Gulf of Maine red tide advisory issued

The likelihood of a red tide outbreak in the Gulf of Maine this spring and summer is "moderately large," researchers at the Woods Hole Oceanographic Institution (WHOI) and North Carolina State University (NCSU) advised yesterday.
Red tide is caused by naturally occurring algal blooms that produce a toxin ingested by feeding shellfish. While harmless to bivalves like clams, mussels and oysters, high levels of red tide toxins can cause people who eat them to become sick or even die.
Periodic red tide outbreaks have forced the closure of some New England shellfish beds to harvesting in recent years, causing a lapse in the region's clam, mussel and oyster supply.

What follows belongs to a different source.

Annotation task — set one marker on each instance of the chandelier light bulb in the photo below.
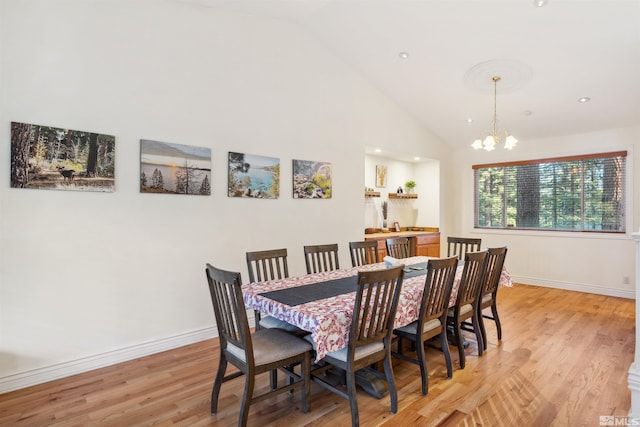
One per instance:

Wednesday's advisory is based in part on a seafloor survey of quantities of Alexandrium fundyense, the algae that produces the toxin. The researchers found concentrations of Alexandrium cysts - the dormant seed-like stage of the algae's life cycle - in the Gulf of Maine to be 40 percent lower than the historically high levels observed prior to last year's bloom. But the concentrations are higher than the levels preceding a major regional bloom that closed shellfish beds from the Canadian border to Massachusetts Bay in the spring of 2006.
"Last year at this time, we issued an advisory for a very large regional bloom that did in fact occur. In hindsight, that advisory was ‘easy' because the cyst concentrations were higher than we had ever seen - 30 percent higher than in 2004 just before the massive 2005 red tide that many people probably remember," said Don Anderson, a senior scientist at the WHOI. "It's more difficult to make a prediction this year because the numbers of cysts we found are not extreme."